Por: Jorge Iván Cuervo R.

El pulso por la paz

Las condiciones de los diálogos entre el gobierno de Santos y las Farc no son las mejores.

Una opinión publica inestable y dividida, una férrea oposición política de parte del uribismo, que representa al menos a ocho millones de electores - la mitad del espectro político -, y una comunidad internacional que mira con desdén e indiferencia, hacen que hechos tan dolorosos como la muerte a mansalva de once soldados en el Cauca, pongan a temblar el proceso y al gobierno a replantear los términos de la negociación.

Las Farc faltaron a su palabra de tregua unilateral, y aprovechando un descuido de la tropa, pusieron el proceso en su punto más crítico de confianza, obligando al Presidente a replantear términos y condiciones de los diálogos que, al ser impuestas para hacer frente a un clima de opinión hostil, pueden conducir al rompimiento de los mismos.

No ha sido suficiente reiterar que se decidió negociar sin cese al fuego y que este tipo de dolorosos hechos podrían suceder, solo que lo del Cauca se produce en un clima de desescalamiento que suponía avances significativos en la generación de confianza entre las partes.

El uribismo ha arreciado sus críticas al proceso y ha exigido condiciones que harían imposible la paz, lo que ha sido interpretado como la necesidad de regresar al expediente de la salida militar, algo similar al escenario que en 2002 llevó al poder a Uribe y logró su reelección con trampas ya establecidas por la justicia.

Si bien el pulso ahora parecen estarlo ganando quienes quieren la continuidad del conflicto, con todo lo que ello implica en términos de vidas - finalmente los muertos los ponen otros, y así es fácil azuzar la guerra- no estamos ante un escenario parecido al del Caguán.

En efecto, no hay entrega de soberanía territorial, no se han hecho concesiones que impliquen una capitulación del Estado, así el uribismo se empeñe en decirlo con cifras mentirosas, y si el gobierno se viera en la necesidad de parase de la mesa, la ventaja militar que se tiene sobre las Farc, iniciada en el gobierno de Uribe, no se ha perdido, razón por la cual no habría mayores traumatismos en restablecer la ofensiva.

De suerte que son las Farc quienes tienen que demostrar su voluntad de negociación y de llegar a acuerdos sustanciales rápidamente. Saben que el tiempo que corre contra Santos inevitablemente también corre contra ellas, y que un escenario Vargas Lleras significaría extinguir cualquier posibilidad de salida negociada. Eso supone empezar a hacer concesiones en los temas de justicia y reparación, empezar a pensar en un escenario de penas para los máximos responsables y gestos creíbles de reconocimiento de crímenes.

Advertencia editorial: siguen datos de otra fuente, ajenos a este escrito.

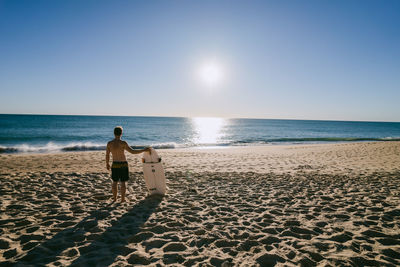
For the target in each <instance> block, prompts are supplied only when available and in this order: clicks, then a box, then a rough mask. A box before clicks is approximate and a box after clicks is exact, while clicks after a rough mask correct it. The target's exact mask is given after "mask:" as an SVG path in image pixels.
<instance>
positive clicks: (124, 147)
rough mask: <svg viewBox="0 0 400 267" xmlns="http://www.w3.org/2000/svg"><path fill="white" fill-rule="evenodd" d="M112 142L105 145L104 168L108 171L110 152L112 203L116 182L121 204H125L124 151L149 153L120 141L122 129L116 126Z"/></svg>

Santos sabe que tiene un mandato para jugársela por la paz, pero sabe que tiene un estamento militar inquieto, una oposición política consistente y una opinión publica frágil e inestable. Está a tiempo de dar un golpe de timón a las negociaciones y recuperar de la gobernabilidad en todos los frentes, incluyendo la reforma de Equilibrio de Poderes, la cual, ya se parece a la anterior reforma a la justicia en manos de los enriquezmayas y otros personajes de dudosa ortografía.

Presidente, ya que el Secretario de Naciones Unidas lo llamó a darle respaldo al proceso, use esa influencia para un primer cara a cara suyo con los comandantes de las Farc, y relanzar el proceso con metas y plazos fijos. Usted de todos modos sabe que no puede pasar del 6 de agosto de 2018.